It was previously used as a private members club and hireable venue with two bars, a dance floor and accommodation.
The club was put on the market for £695,000 in December 2020.
Following that sales process, development company City Wide Serviced Apartments submitted an application to demolish the building and replace it with a new apartment block.
The new six-storey building would have contained 17 two-bed and 13 one-bed flats with a flexible unit on the ground floor.
The project was discussed at a Reading Borough Council planning applications committee meeting in December 2023.
At the time, councillor Karen Rowland (Labour, Abbey) praised the design of the apartment block by architect Chris Keen, who lives in Reading.
She said: “It’s well designed by a very local person who really is passionate about the area, I think it shows.
“It is a large development, it will be noticeable, it will be a formidable building, but I do think by the choice of materials that we’ve got a really good proposal here.”

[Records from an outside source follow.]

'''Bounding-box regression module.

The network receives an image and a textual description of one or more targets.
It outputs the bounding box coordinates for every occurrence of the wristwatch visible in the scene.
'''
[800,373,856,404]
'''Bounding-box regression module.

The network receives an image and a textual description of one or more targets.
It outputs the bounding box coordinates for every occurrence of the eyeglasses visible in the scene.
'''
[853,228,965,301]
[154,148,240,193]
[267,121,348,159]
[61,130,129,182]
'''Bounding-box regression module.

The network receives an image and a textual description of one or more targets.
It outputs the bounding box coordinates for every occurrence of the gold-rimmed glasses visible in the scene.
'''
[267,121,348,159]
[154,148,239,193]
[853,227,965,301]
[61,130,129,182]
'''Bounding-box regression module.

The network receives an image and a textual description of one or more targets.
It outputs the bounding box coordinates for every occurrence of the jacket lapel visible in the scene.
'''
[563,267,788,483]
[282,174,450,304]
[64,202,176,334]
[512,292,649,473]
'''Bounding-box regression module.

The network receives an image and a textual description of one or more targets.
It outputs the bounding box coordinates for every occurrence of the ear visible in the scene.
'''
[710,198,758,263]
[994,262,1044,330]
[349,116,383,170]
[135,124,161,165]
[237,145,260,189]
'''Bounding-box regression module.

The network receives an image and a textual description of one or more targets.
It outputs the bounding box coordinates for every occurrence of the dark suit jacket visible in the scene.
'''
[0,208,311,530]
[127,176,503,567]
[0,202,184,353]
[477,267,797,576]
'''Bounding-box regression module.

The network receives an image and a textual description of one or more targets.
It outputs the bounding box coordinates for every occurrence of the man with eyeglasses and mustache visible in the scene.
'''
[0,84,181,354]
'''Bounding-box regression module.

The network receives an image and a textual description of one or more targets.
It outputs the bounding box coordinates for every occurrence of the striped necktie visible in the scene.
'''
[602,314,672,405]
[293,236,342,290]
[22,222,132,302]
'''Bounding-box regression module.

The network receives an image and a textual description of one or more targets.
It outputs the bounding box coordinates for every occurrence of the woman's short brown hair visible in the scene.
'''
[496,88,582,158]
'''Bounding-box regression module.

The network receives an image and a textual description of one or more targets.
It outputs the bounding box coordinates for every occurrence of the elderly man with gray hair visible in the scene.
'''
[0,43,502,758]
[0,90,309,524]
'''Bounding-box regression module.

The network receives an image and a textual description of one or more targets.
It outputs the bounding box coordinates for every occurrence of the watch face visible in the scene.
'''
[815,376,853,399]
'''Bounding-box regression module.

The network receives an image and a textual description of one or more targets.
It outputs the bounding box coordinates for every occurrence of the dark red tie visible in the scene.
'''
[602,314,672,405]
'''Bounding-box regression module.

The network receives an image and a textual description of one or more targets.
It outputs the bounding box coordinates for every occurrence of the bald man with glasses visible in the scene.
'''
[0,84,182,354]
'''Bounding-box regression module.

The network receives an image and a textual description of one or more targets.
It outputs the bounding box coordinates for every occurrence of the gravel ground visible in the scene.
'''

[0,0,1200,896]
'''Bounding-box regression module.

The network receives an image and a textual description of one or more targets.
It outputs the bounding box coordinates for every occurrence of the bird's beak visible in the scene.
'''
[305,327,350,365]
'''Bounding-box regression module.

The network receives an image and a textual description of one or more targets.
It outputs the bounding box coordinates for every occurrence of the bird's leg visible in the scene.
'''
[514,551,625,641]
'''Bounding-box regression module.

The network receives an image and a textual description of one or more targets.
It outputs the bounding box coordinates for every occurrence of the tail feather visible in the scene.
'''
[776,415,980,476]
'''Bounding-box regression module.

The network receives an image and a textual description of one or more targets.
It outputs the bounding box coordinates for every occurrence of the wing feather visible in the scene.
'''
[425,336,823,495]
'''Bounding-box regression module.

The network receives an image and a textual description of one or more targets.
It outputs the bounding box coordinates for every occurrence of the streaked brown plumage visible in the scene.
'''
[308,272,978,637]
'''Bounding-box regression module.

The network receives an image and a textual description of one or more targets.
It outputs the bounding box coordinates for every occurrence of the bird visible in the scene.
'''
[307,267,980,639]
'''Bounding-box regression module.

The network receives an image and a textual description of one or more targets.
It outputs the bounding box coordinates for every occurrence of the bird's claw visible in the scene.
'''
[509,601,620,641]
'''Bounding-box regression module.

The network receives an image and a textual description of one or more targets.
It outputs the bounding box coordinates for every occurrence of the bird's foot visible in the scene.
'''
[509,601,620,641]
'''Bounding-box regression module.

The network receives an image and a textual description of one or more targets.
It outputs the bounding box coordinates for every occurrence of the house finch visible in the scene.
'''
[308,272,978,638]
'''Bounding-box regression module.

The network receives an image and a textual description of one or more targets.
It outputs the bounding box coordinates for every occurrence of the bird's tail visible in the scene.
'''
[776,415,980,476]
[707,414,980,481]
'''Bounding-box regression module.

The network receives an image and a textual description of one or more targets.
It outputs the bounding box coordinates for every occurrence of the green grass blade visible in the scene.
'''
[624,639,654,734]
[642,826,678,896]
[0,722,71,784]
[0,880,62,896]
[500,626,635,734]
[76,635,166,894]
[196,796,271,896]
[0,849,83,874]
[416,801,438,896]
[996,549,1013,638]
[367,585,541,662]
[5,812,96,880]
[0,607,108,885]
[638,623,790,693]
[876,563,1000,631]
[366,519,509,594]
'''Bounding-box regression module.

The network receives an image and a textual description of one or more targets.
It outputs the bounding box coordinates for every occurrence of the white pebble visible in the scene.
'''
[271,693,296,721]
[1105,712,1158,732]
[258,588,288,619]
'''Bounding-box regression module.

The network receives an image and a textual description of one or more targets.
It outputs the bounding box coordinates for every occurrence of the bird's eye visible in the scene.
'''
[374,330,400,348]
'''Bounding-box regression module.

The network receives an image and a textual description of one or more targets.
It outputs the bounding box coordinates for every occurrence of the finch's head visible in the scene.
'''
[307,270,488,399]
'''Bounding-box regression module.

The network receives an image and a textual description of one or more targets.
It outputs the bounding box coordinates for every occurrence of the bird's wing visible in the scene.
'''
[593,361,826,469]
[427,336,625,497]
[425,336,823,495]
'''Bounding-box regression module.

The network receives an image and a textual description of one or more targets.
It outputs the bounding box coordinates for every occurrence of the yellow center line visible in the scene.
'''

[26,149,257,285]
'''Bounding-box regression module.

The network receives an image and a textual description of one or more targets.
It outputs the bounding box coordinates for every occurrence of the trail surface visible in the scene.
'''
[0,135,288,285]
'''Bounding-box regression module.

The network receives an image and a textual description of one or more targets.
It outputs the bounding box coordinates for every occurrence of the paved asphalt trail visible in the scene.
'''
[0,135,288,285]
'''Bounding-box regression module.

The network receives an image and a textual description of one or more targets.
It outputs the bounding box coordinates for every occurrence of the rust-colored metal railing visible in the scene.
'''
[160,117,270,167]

Meanwhile, cllr Wendy Griffith (Labour, Battle), who represents the area, suggested that the ground floor could have been used for a community group.
The outline plans were approved subject to a section 106 legal agreement being reached between City Wide Serviced Apartments and the council.
These agreements define how much a developer must pay for council services.
An advert for an auction of the Curzon Club was published by Savills real estate agents in September 2024, which referred to the outline planning permission.
But the auction listing was ultimately withdrawn.
More than a year on, the outline permission has been rejected due to the failure of City Wide Serviced Apartments or any other company to enter into a s106 agreement with the council.
The refusal letter from the council states: “In the absence of a completed s106 legal agreement to secure an acceptable amount of affordable housing, the proposal fails to contribute adequately to the housing needs of Reading Borough and the need to provide sustainable, mixed and balanced
communities.”
The refusal notice was issued on October 15.
The letter later states that the refusal could be overcome with the completion of a satisfactory s106 legal agreement or unilateral undertaking.
City Wide Serviced Apartments has submitted five documents to Companies House since 2024, with the latest of these being submitted in August 2025.
Filings also mention compulsory strike-off in 2020 and 2022, placing the company at risk of abolition, actions which were averted on both occasions.
You can view the application by typing reference PL/22/1345 into the council’s planning portal.